А я слишком устала, чтобы заснуть, и, закрыв глаза, пыталась вспомнить тот волшебный вечер, когда вместе с мадемуазель смотрела другую трагедию, разворачивавшуюся на экране. Мне отчаянно хотелось вызвать в памяти запах мадемуазель на своих ладонях, увидеть ее улыбку, услышать смех и доверительные признания.
Женщины, у которых есть секреты, должны подружиться, oui?
Но мадемуазель превратилась в бледную тень, осталась лишь в воспоминаниях – неподвижная, с оттенком сепии. Безжизненная, как янтарь.
Я потеряла ее.
Мне остались только бесконечная нудная работа и ежедневный страх, да еще слабая надежда, что как-нибудь, когда-нибудь война наконец закончится и жизнь завертится вновь.
Мама уехала на фронт в начале 1918-го, после того как пришло срочное известие, что полковник фон Лош ранен. Как и было обещано, меня и Лизель она отправила в Берлин.
Наконец-то я вернулась в город, который любила, хотя и знакомилась с ним только во время кратких приездов сюда с мамой. Куда ни кинь взгляд, везде был мрак и запустение. На улицах никого, кроме стариков и одетых в черное вдов, которые, кутаясь в клетчатые платки, рылись в мусорных кучах или ловили бездомных кошек.
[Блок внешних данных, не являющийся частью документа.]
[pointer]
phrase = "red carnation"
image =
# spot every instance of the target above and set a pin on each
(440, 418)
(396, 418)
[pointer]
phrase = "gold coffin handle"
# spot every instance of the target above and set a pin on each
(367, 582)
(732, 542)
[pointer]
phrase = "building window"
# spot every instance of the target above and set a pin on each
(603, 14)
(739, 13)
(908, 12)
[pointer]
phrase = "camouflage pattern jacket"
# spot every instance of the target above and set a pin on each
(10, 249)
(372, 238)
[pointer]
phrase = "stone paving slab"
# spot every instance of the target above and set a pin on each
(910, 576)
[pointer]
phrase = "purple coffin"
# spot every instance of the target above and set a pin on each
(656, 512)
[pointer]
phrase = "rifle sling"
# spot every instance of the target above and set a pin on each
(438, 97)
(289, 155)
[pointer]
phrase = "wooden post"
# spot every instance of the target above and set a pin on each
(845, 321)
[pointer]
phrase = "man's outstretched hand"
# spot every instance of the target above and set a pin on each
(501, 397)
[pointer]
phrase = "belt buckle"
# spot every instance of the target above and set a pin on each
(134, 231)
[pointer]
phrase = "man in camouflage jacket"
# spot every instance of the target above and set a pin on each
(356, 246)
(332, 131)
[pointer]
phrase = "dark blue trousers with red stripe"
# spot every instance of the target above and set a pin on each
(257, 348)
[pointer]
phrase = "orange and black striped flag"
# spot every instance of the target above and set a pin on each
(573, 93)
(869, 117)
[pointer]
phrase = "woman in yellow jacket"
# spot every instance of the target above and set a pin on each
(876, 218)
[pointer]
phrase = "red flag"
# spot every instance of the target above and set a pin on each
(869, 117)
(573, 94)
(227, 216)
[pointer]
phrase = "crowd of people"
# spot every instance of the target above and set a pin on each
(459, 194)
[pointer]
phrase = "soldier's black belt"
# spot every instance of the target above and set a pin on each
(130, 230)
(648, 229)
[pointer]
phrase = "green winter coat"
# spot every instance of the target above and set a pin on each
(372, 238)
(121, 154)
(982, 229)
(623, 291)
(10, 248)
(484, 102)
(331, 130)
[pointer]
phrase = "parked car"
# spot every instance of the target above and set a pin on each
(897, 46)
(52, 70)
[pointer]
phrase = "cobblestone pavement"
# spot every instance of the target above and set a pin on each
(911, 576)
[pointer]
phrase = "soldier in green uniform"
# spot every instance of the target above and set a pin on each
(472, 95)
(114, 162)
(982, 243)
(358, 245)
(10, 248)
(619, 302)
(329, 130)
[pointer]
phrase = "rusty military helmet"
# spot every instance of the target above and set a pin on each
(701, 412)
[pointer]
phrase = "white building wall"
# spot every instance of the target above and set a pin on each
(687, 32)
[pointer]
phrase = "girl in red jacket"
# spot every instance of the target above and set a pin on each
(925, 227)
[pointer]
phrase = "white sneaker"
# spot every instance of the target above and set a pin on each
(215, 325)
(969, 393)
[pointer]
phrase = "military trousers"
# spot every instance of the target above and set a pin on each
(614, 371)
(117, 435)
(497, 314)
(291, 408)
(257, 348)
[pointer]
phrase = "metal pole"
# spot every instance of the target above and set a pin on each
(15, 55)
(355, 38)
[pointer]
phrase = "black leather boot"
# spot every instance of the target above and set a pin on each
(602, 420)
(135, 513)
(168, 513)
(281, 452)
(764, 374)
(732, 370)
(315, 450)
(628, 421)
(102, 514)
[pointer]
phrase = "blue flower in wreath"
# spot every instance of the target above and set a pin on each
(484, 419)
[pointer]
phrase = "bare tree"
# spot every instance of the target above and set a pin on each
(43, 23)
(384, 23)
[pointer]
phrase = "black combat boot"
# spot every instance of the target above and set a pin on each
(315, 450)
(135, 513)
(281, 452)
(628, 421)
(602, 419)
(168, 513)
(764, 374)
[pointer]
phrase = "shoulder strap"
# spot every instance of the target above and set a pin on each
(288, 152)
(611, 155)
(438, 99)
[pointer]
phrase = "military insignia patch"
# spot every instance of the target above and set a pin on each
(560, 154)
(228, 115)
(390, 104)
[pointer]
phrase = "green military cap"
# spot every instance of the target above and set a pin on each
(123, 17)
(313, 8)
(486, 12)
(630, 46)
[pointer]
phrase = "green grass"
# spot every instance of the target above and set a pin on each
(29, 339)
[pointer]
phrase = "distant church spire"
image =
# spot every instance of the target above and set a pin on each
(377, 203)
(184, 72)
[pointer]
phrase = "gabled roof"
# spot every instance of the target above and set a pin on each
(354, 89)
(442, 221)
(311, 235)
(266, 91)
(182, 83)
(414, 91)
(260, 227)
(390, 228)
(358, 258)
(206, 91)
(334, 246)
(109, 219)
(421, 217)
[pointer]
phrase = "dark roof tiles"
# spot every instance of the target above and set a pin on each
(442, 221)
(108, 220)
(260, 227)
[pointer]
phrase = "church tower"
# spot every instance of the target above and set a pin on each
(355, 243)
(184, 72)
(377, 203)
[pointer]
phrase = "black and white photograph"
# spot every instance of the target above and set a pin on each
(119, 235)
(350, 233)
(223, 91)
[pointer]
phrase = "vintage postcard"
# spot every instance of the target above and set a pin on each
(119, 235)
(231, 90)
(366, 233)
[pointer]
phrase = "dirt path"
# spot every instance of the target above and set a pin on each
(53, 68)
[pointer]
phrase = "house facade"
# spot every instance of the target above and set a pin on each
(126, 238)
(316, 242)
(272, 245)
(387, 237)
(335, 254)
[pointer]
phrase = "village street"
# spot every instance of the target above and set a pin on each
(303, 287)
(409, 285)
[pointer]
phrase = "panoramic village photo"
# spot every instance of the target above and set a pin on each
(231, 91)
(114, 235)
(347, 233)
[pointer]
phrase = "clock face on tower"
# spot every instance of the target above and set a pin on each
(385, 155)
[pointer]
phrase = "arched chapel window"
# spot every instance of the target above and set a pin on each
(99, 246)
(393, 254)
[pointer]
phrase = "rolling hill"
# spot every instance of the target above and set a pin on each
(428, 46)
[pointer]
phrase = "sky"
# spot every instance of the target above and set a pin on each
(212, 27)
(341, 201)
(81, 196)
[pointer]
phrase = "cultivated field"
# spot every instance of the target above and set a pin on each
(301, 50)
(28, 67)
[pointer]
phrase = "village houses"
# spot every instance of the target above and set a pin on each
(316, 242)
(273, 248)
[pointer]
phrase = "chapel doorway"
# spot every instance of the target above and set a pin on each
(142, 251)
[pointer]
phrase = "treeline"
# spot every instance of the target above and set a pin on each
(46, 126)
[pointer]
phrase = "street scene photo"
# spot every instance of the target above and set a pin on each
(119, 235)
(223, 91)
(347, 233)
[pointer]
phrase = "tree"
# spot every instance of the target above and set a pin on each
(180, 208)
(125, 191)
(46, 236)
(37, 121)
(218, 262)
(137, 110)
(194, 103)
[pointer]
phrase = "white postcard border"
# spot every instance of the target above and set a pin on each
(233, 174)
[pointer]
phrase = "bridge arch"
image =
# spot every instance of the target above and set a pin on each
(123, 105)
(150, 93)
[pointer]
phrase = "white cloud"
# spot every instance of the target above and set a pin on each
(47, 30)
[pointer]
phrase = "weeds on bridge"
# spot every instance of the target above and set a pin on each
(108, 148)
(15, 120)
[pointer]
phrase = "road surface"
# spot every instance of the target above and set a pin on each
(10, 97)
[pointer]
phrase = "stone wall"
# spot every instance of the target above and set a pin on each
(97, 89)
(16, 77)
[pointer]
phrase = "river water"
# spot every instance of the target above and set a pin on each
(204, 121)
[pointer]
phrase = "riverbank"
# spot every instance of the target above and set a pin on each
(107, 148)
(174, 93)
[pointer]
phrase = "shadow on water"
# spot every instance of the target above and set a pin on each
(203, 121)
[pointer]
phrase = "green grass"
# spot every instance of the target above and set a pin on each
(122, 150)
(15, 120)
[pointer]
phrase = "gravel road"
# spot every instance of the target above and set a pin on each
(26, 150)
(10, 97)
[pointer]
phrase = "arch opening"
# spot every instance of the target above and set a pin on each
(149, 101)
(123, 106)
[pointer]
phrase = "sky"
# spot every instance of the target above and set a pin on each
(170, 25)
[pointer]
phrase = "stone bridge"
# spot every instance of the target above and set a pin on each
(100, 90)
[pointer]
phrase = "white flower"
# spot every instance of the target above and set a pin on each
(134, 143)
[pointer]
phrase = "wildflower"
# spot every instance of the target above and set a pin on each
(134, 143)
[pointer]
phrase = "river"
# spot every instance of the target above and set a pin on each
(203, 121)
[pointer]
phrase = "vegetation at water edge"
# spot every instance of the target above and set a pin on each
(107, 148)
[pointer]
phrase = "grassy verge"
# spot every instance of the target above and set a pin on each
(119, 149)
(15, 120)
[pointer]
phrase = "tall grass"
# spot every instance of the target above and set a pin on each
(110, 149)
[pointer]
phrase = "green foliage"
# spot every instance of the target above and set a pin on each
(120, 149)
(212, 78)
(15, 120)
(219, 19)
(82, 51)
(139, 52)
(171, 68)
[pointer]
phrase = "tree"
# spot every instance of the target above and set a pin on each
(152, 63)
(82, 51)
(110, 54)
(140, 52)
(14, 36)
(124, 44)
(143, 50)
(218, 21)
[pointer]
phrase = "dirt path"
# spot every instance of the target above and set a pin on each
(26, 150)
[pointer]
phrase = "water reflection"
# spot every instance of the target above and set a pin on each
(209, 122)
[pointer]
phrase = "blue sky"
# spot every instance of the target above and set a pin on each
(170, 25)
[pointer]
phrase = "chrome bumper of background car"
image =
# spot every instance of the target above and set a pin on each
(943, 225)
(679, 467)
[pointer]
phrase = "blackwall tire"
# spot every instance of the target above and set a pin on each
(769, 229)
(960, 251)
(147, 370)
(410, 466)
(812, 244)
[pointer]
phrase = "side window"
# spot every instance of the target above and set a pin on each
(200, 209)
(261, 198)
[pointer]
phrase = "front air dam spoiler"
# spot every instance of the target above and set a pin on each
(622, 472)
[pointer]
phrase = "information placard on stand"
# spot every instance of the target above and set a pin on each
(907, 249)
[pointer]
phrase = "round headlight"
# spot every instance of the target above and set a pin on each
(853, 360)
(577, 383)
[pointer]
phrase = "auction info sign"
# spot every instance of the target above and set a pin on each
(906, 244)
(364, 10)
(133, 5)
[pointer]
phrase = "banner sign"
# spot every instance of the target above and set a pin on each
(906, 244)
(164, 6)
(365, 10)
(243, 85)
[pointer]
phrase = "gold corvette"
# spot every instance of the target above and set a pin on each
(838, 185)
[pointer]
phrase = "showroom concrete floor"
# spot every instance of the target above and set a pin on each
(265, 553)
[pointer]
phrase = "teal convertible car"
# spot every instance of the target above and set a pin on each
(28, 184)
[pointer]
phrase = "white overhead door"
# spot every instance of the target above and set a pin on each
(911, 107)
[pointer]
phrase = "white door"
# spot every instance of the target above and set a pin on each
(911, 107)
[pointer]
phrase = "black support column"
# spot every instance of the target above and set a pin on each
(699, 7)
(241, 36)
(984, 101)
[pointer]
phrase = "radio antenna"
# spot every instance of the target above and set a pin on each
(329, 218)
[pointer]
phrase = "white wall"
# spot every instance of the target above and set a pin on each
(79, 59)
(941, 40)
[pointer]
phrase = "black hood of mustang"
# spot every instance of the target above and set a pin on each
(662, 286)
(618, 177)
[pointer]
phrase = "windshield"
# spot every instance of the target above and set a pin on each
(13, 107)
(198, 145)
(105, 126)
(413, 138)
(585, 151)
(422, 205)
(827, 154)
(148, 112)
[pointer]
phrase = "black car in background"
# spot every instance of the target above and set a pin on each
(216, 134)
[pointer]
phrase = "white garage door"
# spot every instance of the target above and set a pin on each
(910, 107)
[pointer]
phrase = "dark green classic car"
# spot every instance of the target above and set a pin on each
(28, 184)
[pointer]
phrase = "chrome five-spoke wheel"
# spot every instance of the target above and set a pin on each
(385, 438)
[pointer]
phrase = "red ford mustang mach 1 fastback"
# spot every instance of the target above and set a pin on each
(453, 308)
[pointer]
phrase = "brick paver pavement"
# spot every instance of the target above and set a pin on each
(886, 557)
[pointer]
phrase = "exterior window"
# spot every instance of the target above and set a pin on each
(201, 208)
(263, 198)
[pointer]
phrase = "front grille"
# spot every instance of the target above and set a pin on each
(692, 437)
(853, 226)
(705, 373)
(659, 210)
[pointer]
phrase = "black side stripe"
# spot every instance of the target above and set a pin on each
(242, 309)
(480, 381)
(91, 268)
Ома была изолирована от страданий. Дядя Вилли продолжал получать изрядные барыши от своей фабрики, выпускающей продукцию военного назначения. Жалованье ему платил сам кайзер, и роскошный особняк Фельзингов с его канделябрами и бархатными портьерами был ровно таким же, каким я его помнила с детства, – пантеоном нашей семейной предприимчивости.
– Когда ты успела стать такой красавицей? – поинтересовалась бабушка, глядя на меня сквозь очки. – Ты не похожа ни на кого из нашей семьи, mein Liber[27].
– Похожа – на маму, – возразила я.
Мы беседовали на верхнем этаже, у бабушки в будуаре. Она продолжала использовать слово «будуар» и пересыпать свою речь французскими фразами, хотя нам было положено презирать Францию и все прочие страны, которые не были с нами в союзе.